If you're regularly hitting the hay past your bedtime, chances are you're also at odds with the number on your bathroom scale.
Yet another study, this time from the University of California Berkeley, has discovered a link between sleep deprivation and weight gain. After analyzing data from more than 3,300 adolescents and adults, the researchers found something pretty stunning: Over about five years, people gained 2.1 BMI points for every hour of sleep they lost. Considering a healthy adult BMI is between 18.5 and 24.9, a two-point gain is nothing to sneeze (err... snooze?) at.
Why Counting Sheep Can Help You Shave Off The Pounds
When it comes to the sleep-weight connection, it's not so much about the time on the clock but the amount of time you spend with your head on your pillow, says Michael J. Breus, PhD, clinical psychologist with a specialty in sleep disorders and author of The Sleep Doctor's Diet Plan: Lose Weight Through Better Sleep.
"Now what we're talking about here is sleep deprivation, which is individual." He gives his and his wife's sleeping habits as an example: "I'm a six-and-a-half hour sleeper, my wife is an eight-and-a-half hour sleeper. If she sleeps for six-and-a-half hours, she's deprived. If I sleep six-and-a-half, I'm right on the money," he says. "However, we can make a general comment by saying that people who are getting less than six-and-a-half hours of sleep a night are, more than likely, exhibiting some form of sleep deprivation."
And this lack of serious snooze time can send your hormones into a tailspin, which, in turn, causes your BMI to surge.
"When we look at hormonal imbalance, there are four major things that happen in the body," says Dr.

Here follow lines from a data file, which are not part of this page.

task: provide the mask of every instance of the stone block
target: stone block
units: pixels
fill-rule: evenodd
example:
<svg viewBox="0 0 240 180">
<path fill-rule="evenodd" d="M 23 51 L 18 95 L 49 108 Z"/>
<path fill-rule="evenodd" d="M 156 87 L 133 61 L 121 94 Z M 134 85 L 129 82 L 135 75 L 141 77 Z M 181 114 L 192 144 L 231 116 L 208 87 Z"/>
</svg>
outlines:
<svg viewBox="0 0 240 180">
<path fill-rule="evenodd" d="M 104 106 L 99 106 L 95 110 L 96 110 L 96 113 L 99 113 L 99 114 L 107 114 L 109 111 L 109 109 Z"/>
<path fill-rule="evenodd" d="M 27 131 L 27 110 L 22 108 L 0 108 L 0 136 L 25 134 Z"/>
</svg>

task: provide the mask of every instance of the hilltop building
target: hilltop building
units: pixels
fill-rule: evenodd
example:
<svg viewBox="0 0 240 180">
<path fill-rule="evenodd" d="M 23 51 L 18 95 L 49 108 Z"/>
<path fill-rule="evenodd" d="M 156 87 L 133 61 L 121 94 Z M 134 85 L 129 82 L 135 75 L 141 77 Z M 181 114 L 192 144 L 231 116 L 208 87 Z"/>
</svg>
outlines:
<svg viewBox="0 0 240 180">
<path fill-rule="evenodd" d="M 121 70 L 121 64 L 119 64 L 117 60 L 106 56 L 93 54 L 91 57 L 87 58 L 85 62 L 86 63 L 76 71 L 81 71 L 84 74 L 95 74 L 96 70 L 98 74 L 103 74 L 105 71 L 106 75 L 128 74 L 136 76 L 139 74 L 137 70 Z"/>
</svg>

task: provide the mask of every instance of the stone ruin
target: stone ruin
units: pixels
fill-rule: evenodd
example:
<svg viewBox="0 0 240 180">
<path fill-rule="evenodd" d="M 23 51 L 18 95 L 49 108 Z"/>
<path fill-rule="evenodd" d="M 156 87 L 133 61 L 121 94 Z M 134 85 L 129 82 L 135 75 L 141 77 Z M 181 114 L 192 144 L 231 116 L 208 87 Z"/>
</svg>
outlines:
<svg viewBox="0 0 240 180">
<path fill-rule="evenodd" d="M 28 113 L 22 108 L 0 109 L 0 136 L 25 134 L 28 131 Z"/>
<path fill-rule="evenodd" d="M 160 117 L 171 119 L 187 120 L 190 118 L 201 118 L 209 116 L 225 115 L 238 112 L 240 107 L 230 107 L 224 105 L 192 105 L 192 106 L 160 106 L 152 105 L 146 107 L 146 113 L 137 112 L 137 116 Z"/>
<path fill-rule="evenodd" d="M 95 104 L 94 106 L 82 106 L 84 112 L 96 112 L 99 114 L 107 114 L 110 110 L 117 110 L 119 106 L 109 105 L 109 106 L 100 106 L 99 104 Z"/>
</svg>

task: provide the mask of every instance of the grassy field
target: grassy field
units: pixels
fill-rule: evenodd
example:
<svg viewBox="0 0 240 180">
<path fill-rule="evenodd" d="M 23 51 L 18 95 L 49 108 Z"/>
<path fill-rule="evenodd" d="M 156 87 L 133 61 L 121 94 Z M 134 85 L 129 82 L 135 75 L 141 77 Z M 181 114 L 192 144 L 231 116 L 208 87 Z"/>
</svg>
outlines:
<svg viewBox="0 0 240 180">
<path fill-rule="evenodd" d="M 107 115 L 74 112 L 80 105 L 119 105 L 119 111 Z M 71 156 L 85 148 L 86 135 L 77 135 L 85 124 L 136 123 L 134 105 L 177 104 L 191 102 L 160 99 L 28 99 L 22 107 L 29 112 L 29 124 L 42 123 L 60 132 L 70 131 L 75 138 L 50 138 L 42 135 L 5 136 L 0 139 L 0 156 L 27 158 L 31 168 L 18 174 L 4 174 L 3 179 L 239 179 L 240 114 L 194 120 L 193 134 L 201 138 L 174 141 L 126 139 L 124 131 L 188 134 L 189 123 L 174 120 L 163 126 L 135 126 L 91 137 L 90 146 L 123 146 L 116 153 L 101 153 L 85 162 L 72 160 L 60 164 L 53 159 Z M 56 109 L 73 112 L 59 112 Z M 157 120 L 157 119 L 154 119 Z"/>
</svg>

Breus. First, the hormone ghrelin increases by 20 percent. "I call this one the 'go' hormone because it's the hormone that tells you to go eat."
Then there's leptin, the hormone that signals when it's time to stop eating, which decreases by 15 percent. Cortisol, sometimes referred to as the stress hormone, is also on the rise, turning on the hunger switch.
And lastly, your metabolism becomes sluggish. "The reasoning behind this, we believe, is to save resources," explains Breus. "Your brain is saying, 'Wow, I'm still awake. I don't know why, but I better hold onto my resources because I might need them. Who knows? There might be a situation where I have to run.' So now look at the scenario — too much 'go,' not enough 'stop,' high appetite and a slow metabolism. This is why you're gaining weight."
5 Easy Ways to Get More Sleep
This may sound like a nightmare, but the good news is you can reverse this trend by simply turning off the lights and going night-night earlier.
"[There are] five steps anyone can do for better sleep," says Breus:
- Stick to a schedule. "Go to bed and wake up at the same time, even on the weekends, because that consistency will help you fall asleep faster and sleep better."
- Stop consuming caffeine by 2 p.m. "That doesn't mean you can't have 'real' coffee, it just needs to come to an end by 2 p.m."
- Stop consuming alcohol at least three hours before bedtime.
- Stop exercising about four hours before bedtime.
- Get 15 minutes of morning sunshine. "Sunlight resets your circadian clock, which is the pace maker that helps you go to sleep and stay asleep," he explains. "So by getting 15 minutes of sunlight each morning, you can help keep your body on schedule."
Sweet dreams (of whittled waistlines)!